As an expat, a divorce or separation of the parties in a relationship may have an impact on their immigration status but this is so whether they are married or not. Consider applying for permanent residency, (to which the applicant will be entitled if he has lived in Hong Kong continuously for more than 7 years) or obtaining a work visa to remain independently.
A party to a de facto relationship will have no right in the court to seek maintenance from the other party or to get any entitlement by way of capital sum or a transfer of property for his or herself. This can come as a big shock, particularly if the relationship has been a long one. The party must fall back on the remedies arising out of the general laws of contract or property. Contribution to the purchase price or loan repayments on a property may give rise to a beneficial interest and/or a right to live in the property, as may a common intention by the parties in that regard, even if the property is registered in the other party's name.

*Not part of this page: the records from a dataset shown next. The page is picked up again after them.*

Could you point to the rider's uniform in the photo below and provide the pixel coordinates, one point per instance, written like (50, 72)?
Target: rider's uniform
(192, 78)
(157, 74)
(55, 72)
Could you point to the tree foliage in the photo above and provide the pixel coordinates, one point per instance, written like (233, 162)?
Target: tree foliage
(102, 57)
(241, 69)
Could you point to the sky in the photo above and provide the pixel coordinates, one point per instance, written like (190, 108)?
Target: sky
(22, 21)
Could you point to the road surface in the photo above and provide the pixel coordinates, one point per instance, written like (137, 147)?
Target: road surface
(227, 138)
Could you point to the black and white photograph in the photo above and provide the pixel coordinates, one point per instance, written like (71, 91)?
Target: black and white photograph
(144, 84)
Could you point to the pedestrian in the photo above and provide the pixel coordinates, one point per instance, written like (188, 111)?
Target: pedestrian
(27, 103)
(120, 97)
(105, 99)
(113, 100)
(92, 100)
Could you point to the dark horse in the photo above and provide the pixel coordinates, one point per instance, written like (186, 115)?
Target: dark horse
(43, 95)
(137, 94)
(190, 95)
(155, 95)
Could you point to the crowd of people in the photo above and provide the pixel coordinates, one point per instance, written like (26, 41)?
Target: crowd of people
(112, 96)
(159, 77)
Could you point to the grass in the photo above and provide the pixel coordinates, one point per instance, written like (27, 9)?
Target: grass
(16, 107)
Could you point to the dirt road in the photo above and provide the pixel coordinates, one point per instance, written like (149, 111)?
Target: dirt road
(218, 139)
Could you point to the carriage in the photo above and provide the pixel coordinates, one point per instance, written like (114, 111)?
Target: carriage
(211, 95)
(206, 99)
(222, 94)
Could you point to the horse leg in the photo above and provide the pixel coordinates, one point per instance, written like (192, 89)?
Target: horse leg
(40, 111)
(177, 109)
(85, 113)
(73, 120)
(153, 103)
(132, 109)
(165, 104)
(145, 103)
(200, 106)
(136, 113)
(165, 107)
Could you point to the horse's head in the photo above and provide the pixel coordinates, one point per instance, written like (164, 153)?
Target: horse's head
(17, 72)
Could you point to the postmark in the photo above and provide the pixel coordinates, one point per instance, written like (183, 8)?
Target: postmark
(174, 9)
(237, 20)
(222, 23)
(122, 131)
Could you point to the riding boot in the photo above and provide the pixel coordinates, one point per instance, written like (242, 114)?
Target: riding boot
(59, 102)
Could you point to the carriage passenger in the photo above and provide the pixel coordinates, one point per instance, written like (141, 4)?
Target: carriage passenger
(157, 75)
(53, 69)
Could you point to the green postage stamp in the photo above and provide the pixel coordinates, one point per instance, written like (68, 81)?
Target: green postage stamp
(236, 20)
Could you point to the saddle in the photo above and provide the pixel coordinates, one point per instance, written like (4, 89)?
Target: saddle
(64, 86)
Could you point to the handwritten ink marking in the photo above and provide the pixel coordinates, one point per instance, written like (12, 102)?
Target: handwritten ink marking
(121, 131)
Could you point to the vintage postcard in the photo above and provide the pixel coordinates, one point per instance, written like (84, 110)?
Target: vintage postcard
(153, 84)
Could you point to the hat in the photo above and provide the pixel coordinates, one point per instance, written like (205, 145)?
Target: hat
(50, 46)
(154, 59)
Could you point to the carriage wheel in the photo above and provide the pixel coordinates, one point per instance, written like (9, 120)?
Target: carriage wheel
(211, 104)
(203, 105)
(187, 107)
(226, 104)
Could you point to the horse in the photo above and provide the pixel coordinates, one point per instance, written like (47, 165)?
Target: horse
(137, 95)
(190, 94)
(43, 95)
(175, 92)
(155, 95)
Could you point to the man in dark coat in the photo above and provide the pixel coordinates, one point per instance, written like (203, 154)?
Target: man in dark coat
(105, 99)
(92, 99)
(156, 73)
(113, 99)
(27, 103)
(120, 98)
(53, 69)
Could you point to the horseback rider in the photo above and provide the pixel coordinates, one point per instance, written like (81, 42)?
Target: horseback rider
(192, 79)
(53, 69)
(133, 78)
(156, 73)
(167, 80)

An unmarried mother will only be allowed a 'carer allowance' to support her child-rearing, a sum for her basic needs if caring for her children reduces her ability to work. This is usually considerably less than maintenance for a married mother. In respect of children, the family courts will always consider individually the welfare of every child which it encounters and parents have a duty to maintain them, whether the parents are married or not. Similar provisions for child maintenance are available to children of unmarried parents, such as monthly maintenance, provision of a lump sum and the transfer of property.
For children without married parents, the only parent who automatically has custodial rights is the mother. The father of a child born out of wedlock has to make an application to the court to have the same rights. Once the unmarried father makes his application, there is no distinction in treatment of the children and both parents can apply for custody, care and control and access to their children. The Hong Kong court has inherent jurisdiction over every child in the jurisdiction and therefore the children of unmarried parents cannot be removed against the will of the natural parent.
It is clearly better, legally, to be married in Hong Kong than not, but if the parties do not, or cannot marry, then they should consider drawing up a cohabitation agreement setting out all of the terms which they would like a court to take into account, should the relationship break down. These have the force of contract but are not particularly helpful when it comes to rights concerning children, although the ‘best interest' principle will always guide the courts in respect of children.